Consequently, DeepSeek can support “million-token context” as a standard capability, significantly enhancing the feasibility of long-sequence tasks and providing room for further expansion in testing phases. As stated officially, “From now on, a 1M (one million) context will be the standard for all official DeepSeek services.”

Performance Comparison

Notably, DeepSeek-V4-ProMax is the highest inference mode of DeepSeek-V4-Pro, redefining performance standards for open models and surpassing its predecessors in core tasks.

The performance of the DeepSeek-V4 series has seen significant improvements across multiple dimensions:

In broad world knowledge assessments, DeepSeek-V4-Pro’s highest inference mode, DeepSeek-V4-Pro-Max, significantly outperforms mainstream open-source models in benchmarks such as SimpleQA and Chinese-SimpleQA.

In educational knowledge assessments (including MMLU-Pro, HLE, and GPQA), DeepSeek-V4-Pro-Max maintains a slight lead over open-source models. The gap between it and the leading closed-source model Gemini-3.1-Pro has narrowed considerably, although it still lags slightly in these knowledge tests.

In reasoning dimensions, by increasing the input of reasoning tokens, DeepSeek-V4-Pro-Max shows better performance than GPT-5.2 and Gemini-3.0-Pro on standard reasoning benchmarks.
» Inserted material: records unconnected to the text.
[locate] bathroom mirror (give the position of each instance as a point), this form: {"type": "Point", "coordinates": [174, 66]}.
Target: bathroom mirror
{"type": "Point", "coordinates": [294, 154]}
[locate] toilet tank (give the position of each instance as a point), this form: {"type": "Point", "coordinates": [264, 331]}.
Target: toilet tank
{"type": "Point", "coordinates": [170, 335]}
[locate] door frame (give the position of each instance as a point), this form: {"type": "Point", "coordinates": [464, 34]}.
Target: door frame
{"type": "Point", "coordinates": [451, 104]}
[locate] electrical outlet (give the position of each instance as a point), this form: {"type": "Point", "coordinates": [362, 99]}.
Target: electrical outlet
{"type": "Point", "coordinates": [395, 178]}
However, its performance still falls slightly short of GPT-5.4 and Gemini-3.1-Pro, indicating that its overall development level is approximately 3 to 6 months behind the leading models.

Additionally, DeepSeek-V4-Flash-Max performs close to GPT-5.2 and Gemini-3.0-Pro in complex reasoning tasks, demonstrating high cost-effectiveness.

In agent capabilities, DeepSeek-V4-Pro-Max performs comparably to leading open-source models (such as Kimi-K2.6 and GLM-5.1) in public benchmark tests, but slightly lags behind top closed-source models. In internal evaluations, DeepSeek-V4-Pro-Max surpassed Claude Sonnet 4.5 and approached the level of Claude Opus 4.5.
With support for a million-token context window, DeepSeek-V4-Pro-Max excels in both synthetic tasks and real-world scenarios, even outperforming Gemini-3.1-Pro in academic benchmark tests.

Compared to DeepSeek-V4-Pro-Max, DeepSeek-V4-Flash-Max shows slightly lower performance in knowledge assessments due to its smaller parameter size. However, when given a larger reasoning budget, its performance in reasoning tasks can approach that of DeepSeek-V4-Pro-Max.

In agent evaluations, DeepSeek-V4-Flash-Max can match DeepSeek-V4-Pro-Max on some benchmarks but still shows gaps in more complex and challenging tasks.

Computational Support

It is noteworthy that regarding the industry’s focus on domestic computational implementation, DeepSeek’s technical report indicates that they have validated their fine-grained EP (Expert Parallelism) solution on NVIDIA GPUs and Huawei Ascend NPUs.

Additionally, Huawei’s Ascend supernode series products have announced full support, achieved through close collaboration with chip technology to support the entire series of DeepSeek V4 models.

API Availability

The DeepSeek-V4 API is now live, supporting OpenAI ChatCompletions and Anthropic interface specifications.

When accessing the new models, the base_url remains unchanged, but the model parameter needs to be changed to deepseek-v4-pro or deepseek-v4-flash.

Furthermore, DeepSeek has announced that the old API model names deepseek-chat and deepseek-reasoner will be deprecated in three months (by July 24, 2026). Currently, these model names point to the non-reasoning and reasoning modes of deepseek-v4-flash, respectively.

Users can directly log in to the DeepSeek website or official app to experience the powerful capabilities brought by the million-token context: upload an entire book, project code, or contract document at once, achieving true “one-time understanding, full memory, and deep reasoning.”

The arrival of DeepSeek-V4 is not just a model upgrade; it signifies the entry of open-source large models into the “efficient era of million-token context.” It demonstrates through architectural innovation that ultra-long contexts do not require brute-force computing power, and small active parameters can achieve top-level reasoning.